「日本企業」という一般化はおかしい

経営学の世界でも同じでしょうか?

楠木:私の場合は、経営学という分野ですので、観察の対象は個別企業というミクロの次元にあります。個別の経済主体を観察しているので、日本企業って言われてしまうと「いろいろあるんだけどな」と。例えば、「日本企業は大丈夫か?」という質問をよく受けますが、実際には、全く大丈夫な企業もあれば、大丈夫ではない企業もある。会社ごとにそれぞれ違いがあるわけです。

 自分の専門分野が、そういう「日本」という集合名詞がうまく使えない分野だったということが大きいとはいえ、(集合名詞が主語になることが)昔から不思議だなと思っていました。

逆・タイムマシン経営論の方法論を取り入れれば、その曖昧さから脱却できる?

 1つの助けにはなると思います。経営に限らず、ミクロのレベルに降りて、個別の差異や問題点を見るという行動は、実際には面倒なところがあります。例えば、「日本の教育の問題点」といった問題提起はよく見かけますが、実際には、学校ごと、家庭ごとに違います。それぞれに様々な問題点があって、一概に論ずることは本来できません。

日本では、注目を集めているバズワードへの同調圧力を感じることもありませんか? 例えば、今盛んにDX(デジタルトランスフォーメーション)が語られていますが、産業界の空気としては、何はなくともDXという雰囲気で、本末転倒になっているケースも出てきているように見受けますが…。

楠木:確かにそういう仮説も成り立つと思いますが、私は、これも国によっての違いはあまりないのではないかと思います。
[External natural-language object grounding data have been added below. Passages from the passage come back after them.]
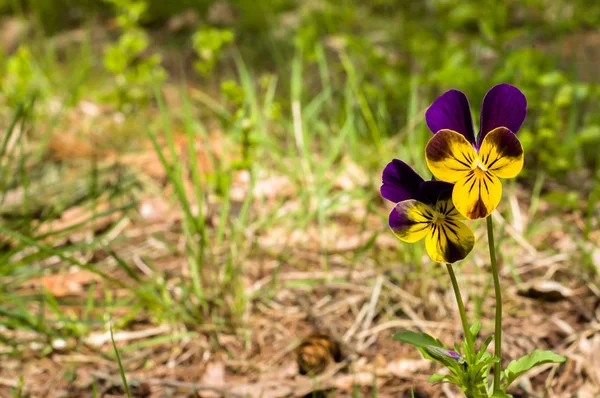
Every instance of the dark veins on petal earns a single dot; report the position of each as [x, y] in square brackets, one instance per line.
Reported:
[455, 250]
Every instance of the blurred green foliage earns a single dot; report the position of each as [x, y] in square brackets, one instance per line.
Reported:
[390, 46]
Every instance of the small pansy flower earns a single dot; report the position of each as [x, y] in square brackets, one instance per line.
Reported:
[424, 209]
[474, 165]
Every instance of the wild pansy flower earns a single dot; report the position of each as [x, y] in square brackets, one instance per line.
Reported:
[474, 165]
[424, 209]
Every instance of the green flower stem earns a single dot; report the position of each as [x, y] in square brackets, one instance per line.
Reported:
[461, 309]
[498, 293]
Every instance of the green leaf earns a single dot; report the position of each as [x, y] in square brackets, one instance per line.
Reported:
[484, 346]
[518, 367]
[434, 378]
[418, 340]
[500, 394]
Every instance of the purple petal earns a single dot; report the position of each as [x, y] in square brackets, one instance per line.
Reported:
[431, 192]
[400, 182]
[503, 106]
[451, 111]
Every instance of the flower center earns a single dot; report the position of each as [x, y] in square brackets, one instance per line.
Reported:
[479, 169]
[438, 218]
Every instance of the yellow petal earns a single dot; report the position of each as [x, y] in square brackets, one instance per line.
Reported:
[477, 194]
[410, 220]
[449, 241]
[501, 153]
[449, 155]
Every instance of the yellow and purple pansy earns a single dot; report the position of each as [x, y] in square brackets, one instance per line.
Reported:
[474, 165]
[424, 209]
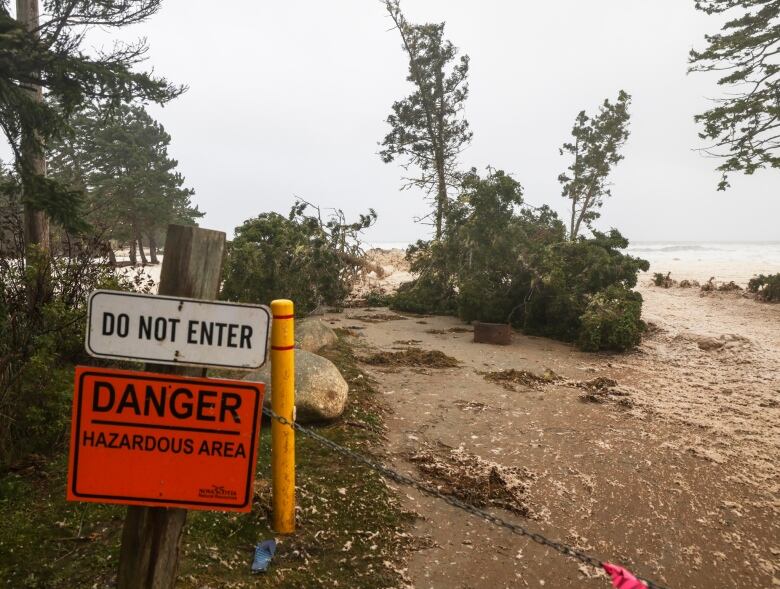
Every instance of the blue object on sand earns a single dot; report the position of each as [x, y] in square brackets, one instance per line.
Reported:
[264, 552]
DXの盛り上がりは米国も一緒です。

 国や地域による違いより、ビジネスというものが持つ特徴が、同時代性の罠を増長させている側面が大きいのではないかと思います。「忙しい、時間がない、いつも何か切迫感がある」。ビジネスに関わっている人々が置かれている環境は、どの国でも同じ。ということは、かかるバイアスも同じと言えないでしょうか。
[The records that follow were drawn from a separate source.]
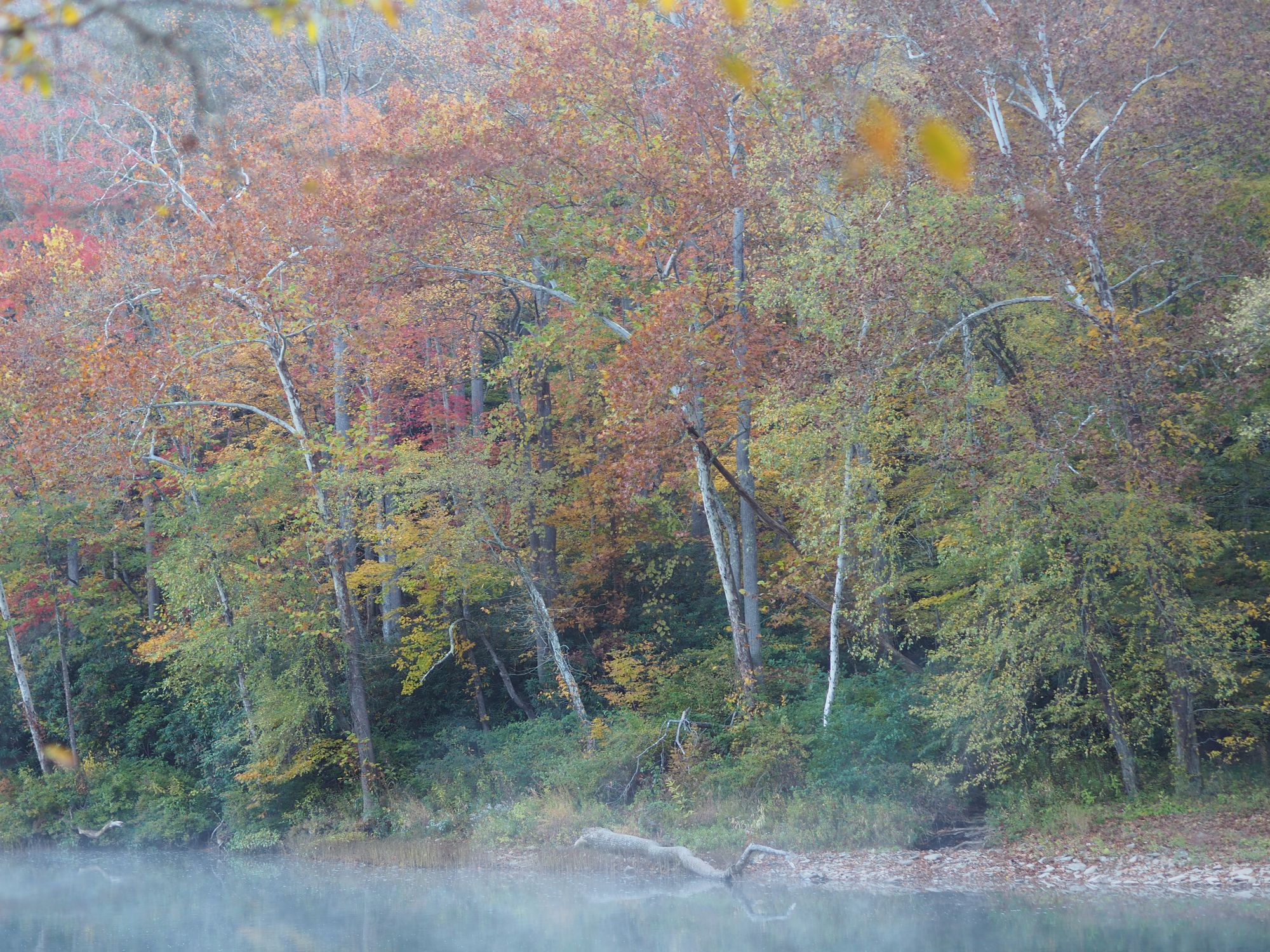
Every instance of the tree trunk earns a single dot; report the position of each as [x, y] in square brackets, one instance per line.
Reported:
[391, 592]
[20, 671]
[749, 543]
[1116, 724]
[881, 572]
[506, 677]
[1182, 709]
[839, 585]
[67, 682]
[1182, 706]
[344, 426]
[728, 578]
[478, 388]
[350, 620]
[469, 662]
[542, 621]
[148, 525]
[73, 578]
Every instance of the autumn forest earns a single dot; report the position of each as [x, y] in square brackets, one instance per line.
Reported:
[815, 423]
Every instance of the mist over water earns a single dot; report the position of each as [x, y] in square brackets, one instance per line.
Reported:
[187, 902]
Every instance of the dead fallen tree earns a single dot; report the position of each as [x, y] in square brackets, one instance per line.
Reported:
[96, 835]
[638, 849]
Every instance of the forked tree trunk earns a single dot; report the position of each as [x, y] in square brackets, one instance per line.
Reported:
[1182, 705]
[20, 671]
[839, 586]
[1116, 724]
[148, 525]
[391, 592]
[350, 619]
[543, 621]
[728, 578]
[67, 684]
[506, 677]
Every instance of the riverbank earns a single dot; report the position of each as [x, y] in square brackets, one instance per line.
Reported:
[1224, 855]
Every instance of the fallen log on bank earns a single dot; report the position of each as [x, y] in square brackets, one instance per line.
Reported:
[96, 835]
[637, 847]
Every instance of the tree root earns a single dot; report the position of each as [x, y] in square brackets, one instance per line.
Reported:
[625, 846]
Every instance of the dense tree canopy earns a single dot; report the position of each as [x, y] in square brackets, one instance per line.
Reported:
[429, 370]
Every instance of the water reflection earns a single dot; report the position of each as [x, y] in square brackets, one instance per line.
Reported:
[130, 903]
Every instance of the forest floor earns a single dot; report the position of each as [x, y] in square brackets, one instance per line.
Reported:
[1220, 854]
[1207, 854]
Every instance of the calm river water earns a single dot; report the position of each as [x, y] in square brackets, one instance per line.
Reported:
[133, 903]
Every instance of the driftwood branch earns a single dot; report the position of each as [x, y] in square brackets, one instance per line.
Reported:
[96, 835]
[637, 847]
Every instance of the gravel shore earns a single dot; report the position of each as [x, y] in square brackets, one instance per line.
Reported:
[1009, 869]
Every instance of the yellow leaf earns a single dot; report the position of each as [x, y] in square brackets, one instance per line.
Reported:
[947, 153]
[879, 129]
[857, 168]
[388, 11]
[739, 72]
[60, 756]
[737, 11]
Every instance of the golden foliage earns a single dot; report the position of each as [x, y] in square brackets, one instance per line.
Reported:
[879, 129]
[947, 153]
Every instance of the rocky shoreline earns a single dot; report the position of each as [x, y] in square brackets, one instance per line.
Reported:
[1008, 869]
 少し前の話ですが、「欧州からなぜネットベンチャーが生まれないのか?」という議論が現地で盛んだった時期があります。これって、日本でも散々議論になった話で、全く同じだと思います。ただ、「米国よりも文化の蓄積が豊かだから」といった肯定的な理由を落としどころにするのが、日本とは少し違うのですが…(笑)。
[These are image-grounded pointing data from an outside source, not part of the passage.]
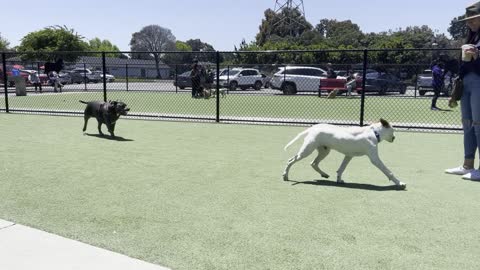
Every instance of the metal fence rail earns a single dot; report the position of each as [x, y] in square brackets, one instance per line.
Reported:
[274, 87]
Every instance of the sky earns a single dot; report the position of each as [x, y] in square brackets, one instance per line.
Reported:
[221, 23]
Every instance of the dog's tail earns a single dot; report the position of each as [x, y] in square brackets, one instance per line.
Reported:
[296, 138]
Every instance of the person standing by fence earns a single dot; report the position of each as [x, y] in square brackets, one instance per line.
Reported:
[35, 81]
[437, 83]
[195, 76]
[470, 100]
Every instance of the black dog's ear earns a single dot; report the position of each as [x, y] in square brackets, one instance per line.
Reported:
[384, 123]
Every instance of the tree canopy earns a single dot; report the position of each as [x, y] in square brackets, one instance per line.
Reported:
[53, 39]
[3, 43]
[152, 39]
[98, 45]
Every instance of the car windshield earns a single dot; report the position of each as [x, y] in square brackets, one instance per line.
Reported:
[232, 72]
[426, 73]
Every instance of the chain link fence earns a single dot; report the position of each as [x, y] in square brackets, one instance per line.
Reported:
[274, 87]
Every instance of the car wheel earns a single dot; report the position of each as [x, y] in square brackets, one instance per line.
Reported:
[383, 90]
[289, 89]
[233, 86]
[257, 85]
[449, 91]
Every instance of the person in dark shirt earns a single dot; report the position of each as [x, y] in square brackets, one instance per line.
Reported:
[195, 76]
[330, 72]
[470, 100]
[438, 77]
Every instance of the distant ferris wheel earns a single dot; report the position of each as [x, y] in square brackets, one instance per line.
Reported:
[289, 4]
[290, 19]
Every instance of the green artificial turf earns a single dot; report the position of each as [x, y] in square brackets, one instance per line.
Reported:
[409, 111]
[211, 196]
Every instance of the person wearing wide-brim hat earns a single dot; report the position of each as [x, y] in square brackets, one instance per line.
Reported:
[470, 100]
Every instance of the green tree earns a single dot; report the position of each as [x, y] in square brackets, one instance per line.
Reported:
[152, 39]
[181, 60]
[289, 22]
[3, 43]
[198, 46]
[98, 45]
[458, 30]
[340, 33]
[52, 39]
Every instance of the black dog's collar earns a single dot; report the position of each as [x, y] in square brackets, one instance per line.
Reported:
[377, 135]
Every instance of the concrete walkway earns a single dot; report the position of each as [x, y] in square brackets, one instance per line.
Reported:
[24, 248]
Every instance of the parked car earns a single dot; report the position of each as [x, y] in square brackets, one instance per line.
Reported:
[266, 80]
[110, 77]
[183, 80]
[384, 83]
[242, 78]
[80, 75]
[293, 79]
[26, 73]
[64, 78]
[424, 83]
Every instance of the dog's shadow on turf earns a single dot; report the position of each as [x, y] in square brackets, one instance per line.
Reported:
[347, 185]
[107, 137]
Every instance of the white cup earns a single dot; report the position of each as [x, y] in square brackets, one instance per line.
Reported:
[467, 57]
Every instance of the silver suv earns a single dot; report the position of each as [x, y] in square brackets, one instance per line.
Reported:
[242, 78]
[293, 79]
[80, 75]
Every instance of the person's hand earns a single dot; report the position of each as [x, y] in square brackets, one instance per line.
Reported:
[452, 103]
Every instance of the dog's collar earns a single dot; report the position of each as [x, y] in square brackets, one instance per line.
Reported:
[377, 135]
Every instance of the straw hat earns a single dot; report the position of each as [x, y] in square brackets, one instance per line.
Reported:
[471, 12]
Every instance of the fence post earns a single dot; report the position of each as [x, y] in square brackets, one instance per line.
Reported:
[5, 80]
[176, 78]
[104, 68]
[364, 79]
[217, 85]
[416, 82]
[85, 76]
[126, 75]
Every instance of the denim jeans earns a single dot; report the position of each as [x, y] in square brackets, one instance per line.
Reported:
[470, 106]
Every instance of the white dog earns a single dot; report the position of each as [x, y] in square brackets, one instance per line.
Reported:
[351, 141]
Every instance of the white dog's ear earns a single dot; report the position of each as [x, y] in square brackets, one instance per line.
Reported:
[384, 123]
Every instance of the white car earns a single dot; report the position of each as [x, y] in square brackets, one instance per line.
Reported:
[242, 78]
[424, 83]
[293, 79]
[80, 75]
[110, 77]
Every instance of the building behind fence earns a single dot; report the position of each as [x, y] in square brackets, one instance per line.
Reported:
[279, 87]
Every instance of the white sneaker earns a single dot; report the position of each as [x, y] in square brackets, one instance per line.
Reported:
[459, 171]
[474, 175]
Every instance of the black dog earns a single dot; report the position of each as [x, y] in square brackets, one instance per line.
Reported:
[106, 113]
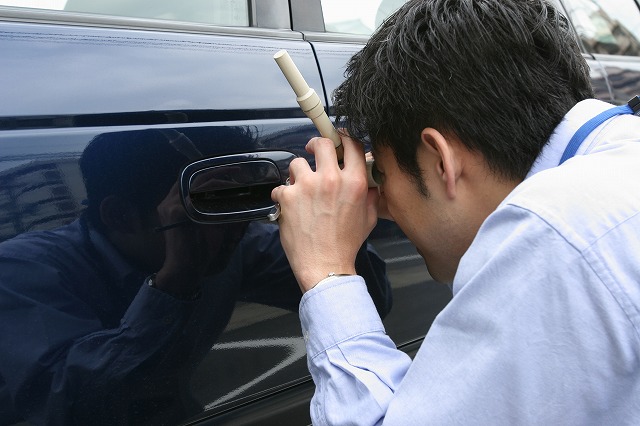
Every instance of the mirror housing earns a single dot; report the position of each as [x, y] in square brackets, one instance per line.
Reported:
[233, 188]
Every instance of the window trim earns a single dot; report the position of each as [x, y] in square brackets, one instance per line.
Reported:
[56, 17]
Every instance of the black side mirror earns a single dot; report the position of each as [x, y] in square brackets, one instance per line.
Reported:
[233, 188]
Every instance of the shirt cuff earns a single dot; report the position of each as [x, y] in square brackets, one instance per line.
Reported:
[335, 311]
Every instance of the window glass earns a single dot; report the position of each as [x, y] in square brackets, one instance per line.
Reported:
[216, 12]
[357, 16]
[607, 27]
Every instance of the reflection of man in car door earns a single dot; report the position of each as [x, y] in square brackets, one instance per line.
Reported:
[103, 320]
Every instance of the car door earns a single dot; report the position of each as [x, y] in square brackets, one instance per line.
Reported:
[103, 73]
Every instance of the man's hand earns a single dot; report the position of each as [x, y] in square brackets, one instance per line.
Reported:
[326, 214]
 私が仕事でいっとき暮らしていた1990年代のイタリアでは、盛んにグローバル化が叫ばれていました。EU(欧州連合)に加盟し、イタリアの独自通貨だったリラがなくなりユーロを導入する頃です。結果として、「これからはグローバル化だ」となり、もっと英語を勉強しないといけないという雰囲気になっていた。現象的には、日本と一緒だなと思ったものです。